Session: Face to face with (online) journalists

They were all men. The audience were all women. They were journalists. We were PR and such. It didn't work more than it does on a daily basis. I'm certain it was the only session of the day to end earlier than planned, which isn't entirely bad when the general delay at that point was something over one hour. I wish I didn't say I didn't hear one thing I couldn't have known or guessed myself.

Coffee breaks: three of them

1. The author of fabrica de jucarii [RO] (the toy factory) finally came to say Hi. I wish we said more than that. We didn't because (my bad!):

1.1. A journalist I knew some five years ago, now converted to PR, needed to learn over the night how to pitch to bloggers. She hoped there'd be a recipe; I had to disappoint her. I also had to push her to take action right there, among bloggers, which she did—no idea what came out, alas.

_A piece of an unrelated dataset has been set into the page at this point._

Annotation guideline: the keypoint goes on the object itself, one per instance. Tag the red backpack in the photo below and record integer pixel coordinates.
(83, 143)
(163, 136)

1.2. A journalist from BrainTV [RO] was trying to interview me. When she finally managed, I've the feeling I've said many silly things. There were some five questions, and four of them I've never asked myself; the only answer I'm sure of was name and occupation. So if it gets online (in November, I think?), feel free to make fun of me.

2. Alin [RO] follows my Flickr photos on RSS. Cool, didn't expect that.

3. Catalin [RO] understands why I write less and he appreciates my photos. Gracias!

4. Bunny [RO] said he learned new things from my presentation. I didn't quite learn which.

5. I still owe Sorana a coffee and I didn't manage to really speak to Tereza.

Sad sidenote: It wasn't all pink

My Mac PPT didn't look well on the Windows PC because the latter didn't have my font. There was no time to change the font, though I asked half an hour in advance to check and fix such potential glitches. My PDF didn't play nicely either, as the conference laptop had slideshow settings I couldn't change fast enough. My Mac was not tested itself, though I carried it with me as advised. I was the first in my session and could've done better without technical issues. It makes me sad because I know for a fact that international speakers are treated with more care.

In case you wonder why I used an atypical font in my Mac presentation when I'm aware shit happens more likely this way, know that I wanted to show the special characters of the Romanian language. And then, I was the only one who bothered. I will forever condemn communication practitioners in Romania who are too lazy to use special Romanian characters in writing (or appeal to English words, for that matter, when a Romanian equivalent exists). There is no excuse for such behaviour. I spent half a day sorting the Romanian keyboard on the Mac splendidly, it pays, and I'll even write a brief how to these days.

The second bit that can be improved in the future is the set-up. Behind a table hitting the laptop keys (and reading from paper in some cases!) could effortlessly become walking and gesticulating in front of the audience with a lavaliere/ clip-on microphone and a remote control for laptop/ beamer. Showtime, I believe, is a couple of keys away, and a bold approach of that would separate performance from presence. Didn't you hate, in school, teachers who only stayed safely behind the desk? I felt like one yesterday, and recoiled.